CHEN’s residency was realized under the support of Asialink Arts Residencies in collaboration with Chronus Art Center in Shanghai and SymbioticA in Perth, Australia.
About the Artist
CHNE Yiyun (b.1988, CN) is an artist, currently based in Shanghai. She graduated from MA Design Interactions at Royal College of Art, London, and obtained a diploma of Traditional Chinese Medicine at Shanghai University of TCM. CHEN uses design as a media to discuss the boundary between emerging technologies and daily life. She is currently interested in the realms where art, psychology, and medicine connect, and her work is now mainly concerned with the human body under the topic of disease and wellness as an ideology. Her work 'Sick Better’ was nominated by The Helen Hamlyn Design Awards and is currently exhibited in London. Yiyun just finished her residency at SymbioticA, Perth, Australia.
http://yiyun-chen.com/about/
About SymbioticA
SymbioticA is the first research laboratory of its kind, enabling artists and researchers to engage in wet biology practices in a biological science department. It also hosts residents, workshops, exhibitions and symposiums.
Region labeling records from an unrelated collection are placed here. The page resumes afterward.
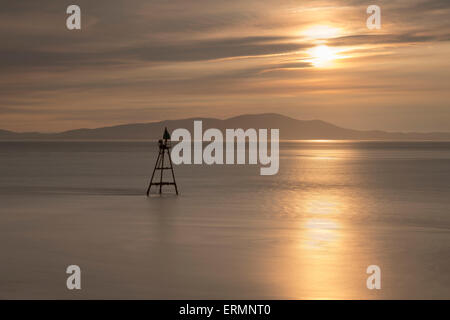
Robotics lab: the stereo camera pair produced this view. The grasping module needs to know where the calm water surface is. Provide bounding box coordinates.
[0,141,450,299]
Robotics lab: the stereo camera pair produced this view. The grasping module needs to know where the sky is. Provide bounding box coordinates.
[0,0,450,132]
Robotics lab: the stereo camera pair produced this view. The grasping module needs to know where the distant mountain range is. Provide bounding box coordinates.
[0,113,450,141]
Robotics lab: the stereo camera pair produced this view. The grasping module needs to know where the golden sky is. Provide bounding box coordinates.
[0,0,450,132]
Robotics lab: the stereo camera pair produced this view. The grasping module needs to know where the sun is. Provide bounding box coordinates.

With an emphasis on experiential practice, SymbioticA encourages better understanding and articulation of cultural ideas around scientific knowledge and informed critique of the ethical and cultural issues of life manipulation.
The Centre offers a new means of artistic inquiry where artists actively use the tools and technologies of science, not just to comment about them but also to explore their possibilities.
http://www.symbiotica.uwa.edu.au
About Asialink Arts Residencies
Since 1991 Asialink's Arts Residency Program has provided professional development opportunities for arts professionals working in and across artforms, in exchange for the sharing of skills, knowledge and networks with local host communities. Asialink Arts Residencies are innovative, flexible and supportive, and are grounded in personal and enduring relationships. The program promotes sustained cross-cultural dialogue by facilitating reciprocal residencies and trialing new models of engagement.